Don’t worry, Eliezer, there’s almost certainly a configuration of particles where something that remembers being you also remembers surviving the singularity. And in that universe your heroic attempts were very likely a principal reason why the catastrophe didn’t happen. All that’s left is arguing about the relative measure.
Even if things don’t work that way, and there really is a single timeline for some incomprehensible reason, you had a proper pop, and you and MIRI have done some fascinating bits of maths, and produced some really inspired philosophical essays, and through them attracted a large number of followers, many of whom have done excellent stuff.
I’ve enjoyed everything you’ve ever written, and I’ve really missed your voice over the last few years.

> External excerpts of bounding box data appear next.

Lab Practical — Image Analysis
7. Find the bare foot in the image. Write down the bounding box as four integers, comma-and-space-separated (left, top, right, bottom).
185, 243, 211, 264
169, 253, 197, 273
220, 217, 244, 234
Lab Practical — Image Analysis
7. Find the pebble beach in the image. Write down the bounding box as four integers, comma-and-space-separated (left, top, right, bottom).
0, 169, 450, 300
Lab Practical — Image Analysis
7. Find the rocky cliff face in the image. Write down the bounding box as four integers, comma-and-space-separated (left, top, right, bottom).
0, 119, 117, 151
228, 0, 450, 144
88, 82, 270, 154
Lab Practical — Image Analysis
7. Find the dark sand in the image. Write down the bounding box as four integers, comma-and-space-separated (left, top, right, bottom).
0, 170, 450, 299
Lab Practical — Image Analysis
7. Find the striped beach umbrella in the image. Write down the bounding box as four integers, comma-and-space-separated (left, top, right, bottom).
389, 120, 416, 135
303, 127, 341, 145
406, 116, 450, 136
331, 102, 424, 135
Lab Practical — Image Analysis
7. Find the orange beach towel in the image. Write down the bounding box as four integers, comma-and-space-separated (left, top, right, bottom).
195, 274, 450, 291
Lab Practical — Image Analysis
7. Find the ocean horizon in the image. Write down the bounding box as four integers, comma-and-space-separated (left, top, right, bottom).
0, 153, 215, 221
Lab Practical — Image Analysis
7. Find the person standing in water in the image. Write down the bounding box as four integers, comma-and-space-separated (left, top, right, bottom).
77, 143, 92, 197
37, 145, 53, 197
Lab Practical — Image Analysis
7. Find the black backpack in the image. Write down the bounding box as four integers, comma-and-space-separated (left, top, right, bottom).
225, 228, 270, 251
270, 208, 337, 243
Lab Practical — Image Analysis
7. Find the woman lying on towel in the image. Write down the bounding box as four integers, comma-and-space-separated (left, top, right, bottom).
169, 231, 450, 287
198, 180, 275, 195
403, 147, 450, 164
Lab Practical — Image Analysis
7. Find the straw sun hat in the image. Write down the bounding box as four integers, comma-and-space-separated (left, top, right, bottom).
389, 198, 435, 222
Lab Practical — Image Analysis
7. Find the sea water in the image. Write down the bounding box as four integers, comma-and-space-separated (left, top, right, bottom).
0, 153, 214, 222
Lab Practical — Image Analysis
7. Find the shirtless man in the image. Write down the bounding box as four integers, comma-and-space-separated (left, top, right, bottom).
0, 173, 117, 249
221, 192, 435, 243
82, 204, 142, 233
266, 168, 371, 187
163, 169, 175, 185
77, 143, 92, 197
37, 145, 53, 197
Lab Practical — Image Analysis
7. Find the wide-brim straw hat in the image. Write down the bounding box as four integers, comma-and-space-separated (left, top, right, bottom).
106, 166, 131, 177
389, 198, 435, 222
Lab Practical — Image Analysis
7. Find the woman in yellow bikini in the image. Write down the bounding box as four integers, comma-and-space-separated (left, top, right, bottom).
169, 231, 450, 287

It’s not your fault that the universe set you an insurmountable challenge, or that you’re surrounded by the sorts of people who are clever enough to build a God and stupid enough to do it in spite of fairly clear warnings.
Honestly, even if you were in some sort of Groundhog Day setup, what on earth were you supposed to do? The ancients tell us that it takes many thousands of years just to seduce Andie MacDowell, and that doesn’t even look hard.
Yeah, the thought that I’m not really seeing how to win even with a single restart has been something of a comforting one. I was, in fact, handed something of an overly hard problem even by “shut up and do the impossible” standards.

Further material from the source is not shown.